3. The auxiliary reflector as defined in claim 1 wherein said layer of reflective material has an outer edge and an inner edge, said first and second layers of electrically insulative material having outer and inner edges which extend beyond said outer and inner edges of said layer of reflective material so that said layer of reflective material is not exposed to electrical contact at said outer and inner edges thereof.

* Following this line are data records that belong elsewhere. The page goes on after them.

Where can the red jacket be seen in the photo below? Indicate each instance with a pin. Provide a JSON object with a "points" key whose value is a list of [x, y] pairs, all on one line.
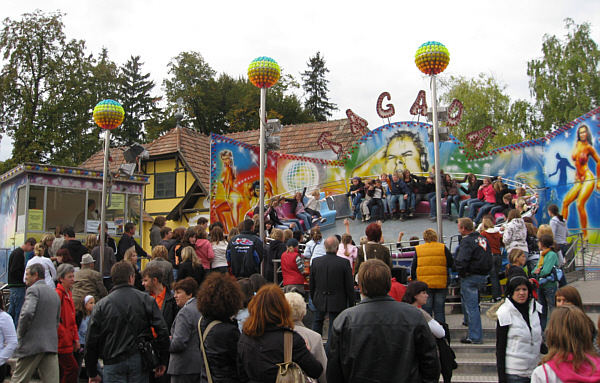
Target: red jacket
{"points": [[205, 252], [487, 194], [289, 269], [67, 328]]}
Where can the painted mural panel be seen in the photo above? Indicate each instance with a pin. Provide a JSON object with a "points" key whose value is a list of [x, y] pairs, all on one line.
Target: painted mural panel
{"points": [[8, 210], [234, 180], [572, 165]]}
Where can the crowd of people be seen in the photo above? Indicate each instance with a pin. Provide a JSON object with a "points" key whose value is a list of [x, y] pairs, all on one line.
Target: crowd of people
{"points": [[396, 196], [205, 308]]}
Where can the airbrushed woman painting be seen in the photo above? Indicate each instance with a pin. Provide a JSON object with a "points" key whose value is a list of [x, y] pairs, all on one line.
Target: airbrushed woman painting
{"points": [[583, 186]]}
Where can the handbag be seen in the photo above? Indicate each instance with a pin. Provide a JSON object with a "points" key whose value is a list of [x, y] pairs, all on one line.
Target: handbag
{"points": [[289, 372], [202, 339], [149, 349]]}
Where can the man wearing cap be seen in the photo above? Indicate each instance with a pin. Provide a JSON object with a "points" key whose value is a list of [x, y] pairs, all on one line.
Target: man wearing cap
{"points": [[88, 281], [292, 268]]}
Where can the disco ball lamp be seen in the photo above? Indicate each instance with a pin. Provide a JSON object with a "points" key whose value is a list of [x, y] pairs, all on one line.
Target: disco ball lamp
{"points": [[108, 114], [432, 58], [263, 72]]}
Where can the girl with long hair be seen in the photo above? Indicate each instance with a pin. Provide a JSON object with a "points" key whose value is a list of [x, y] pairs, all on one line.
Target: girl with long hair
{"points": [[571, 356], [270, 318]]}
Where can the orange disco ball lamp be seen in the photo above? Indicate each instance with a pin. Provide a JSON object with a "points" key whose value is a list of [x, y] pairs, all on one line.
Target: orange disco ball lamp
{"points": [[263, 72], [432, 58], [108, 114]]}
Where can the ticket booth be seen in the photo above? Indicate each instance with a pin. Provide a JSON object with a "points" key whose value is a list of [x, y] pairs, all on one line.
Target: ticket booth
{"points": [[35, 199]]}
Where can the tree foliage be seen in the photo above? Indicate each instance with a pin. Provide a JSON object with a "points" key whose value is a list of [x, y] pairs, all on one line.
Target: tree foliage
{"points": [[315, 88], [485, 103], [566, 80], [138, 103]]}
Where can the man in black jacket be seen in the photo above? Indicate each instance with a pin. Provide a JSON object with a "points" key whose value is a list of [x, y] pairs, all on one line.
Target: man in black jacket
{"points": [[473, 264], [110, 331], [381, 340], [331, 286], [127, 241], [245, 252], [76, 249], [16, 286]]}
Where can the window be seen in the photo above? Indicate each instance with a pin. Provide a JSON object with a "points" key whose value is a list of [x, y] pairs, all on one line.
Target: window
{"points": [[164, 185]]}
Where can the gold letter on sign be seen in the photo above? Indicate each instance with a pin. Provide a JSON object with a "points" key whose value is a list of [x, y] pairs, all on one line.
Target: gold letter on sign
{"points": [[478, 137], [385, 113], [358, 125], [420, 105]]}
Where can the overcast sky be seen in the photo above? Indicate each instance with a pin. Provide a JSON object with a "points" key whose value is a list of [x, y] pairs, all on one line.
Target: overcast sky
{"points": [[369, 47]]}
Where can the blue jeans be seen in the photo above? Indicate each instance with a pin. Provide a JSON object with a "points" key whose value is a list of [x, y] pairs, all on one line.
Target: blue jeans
{"points": [[453, 199], [436, 303], [494, 278], [307, 218], [546, 299], [464, 204], [318, 320], [396, 199], [432, 204], [485, 209], [517, 379], [17, 297], [474, 207], [469, 289], [356, 200], [127, 371]]}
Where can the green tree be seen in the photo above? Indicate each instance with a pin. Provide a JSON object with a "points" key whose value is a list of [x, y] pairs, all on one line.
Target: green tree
{"points": [[137, 101], [565, 81], [485, 103], [44, 90], [193, 80], [315, 88]]}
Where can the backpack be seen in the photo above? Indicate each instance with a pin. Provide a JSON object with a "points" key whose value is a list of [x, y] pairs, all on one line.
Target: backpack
{"points": [[290, 372]]}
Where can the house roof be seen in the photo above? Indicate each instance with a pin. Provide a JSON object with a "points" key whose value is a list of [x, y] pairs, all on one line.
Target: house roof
{"points": [[193, 147], [304, 138]]}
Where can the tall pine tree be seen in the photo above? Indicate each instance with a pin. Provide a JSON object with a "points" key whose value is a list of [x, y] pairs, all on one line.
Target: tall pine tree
{"points": [[315, 89], [137, 102]]}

4. An auxiliary reflector for correcting the design deficiencies of pre-existing light fixtures having a light source by intensifying the light generated thereby including a reflector member having:

an outer edge thereabout;

an inner edge which defines an opening therethrough through which the light source can extend;

a layer of reflective material that extends substantially from said inner edge to said outer edge, said layer of reflective material having front and back sides;

a first layer of electrically insulative material which is transparent to light covering said front side of said reflective layer;

a second layer of electrically insulative material covering said back side of said reflective layer, said first and second layers of electrically insulative material extending from said inner edge to said outer edge of said member;

a plurality of perforations formed in at least one circle about said inner edge whereby said reflector member can be modified to have an inner edge of larger diameter by tearing said reflector member along said circle of perforations; and

a plurality of pleats which extend from said inner edge to said outer edge of said reflector member, whereby said reflector member can be shaped into a generally parabolic shape with said first layer on the interior of the concave shape so formed, said plurality of perforations extending through said first and second layers of electrically insulative material, said layer of reflective material being electrically conducting and having generally circular cutouts along said circles of perforations whereby said layer of reflective material is not exposed to electrical contact.

5. The auxiliary reflector as defined in claim 4 wherein said reflector member includes an adhesive attachment adjacent said inner edge for connection to the fixture.

6. The auxiliary reflector as defined in claim 5 wherein said perforations are oval in shape having major axes in circular alignment and wherein said circles of perforations are concentric to each other.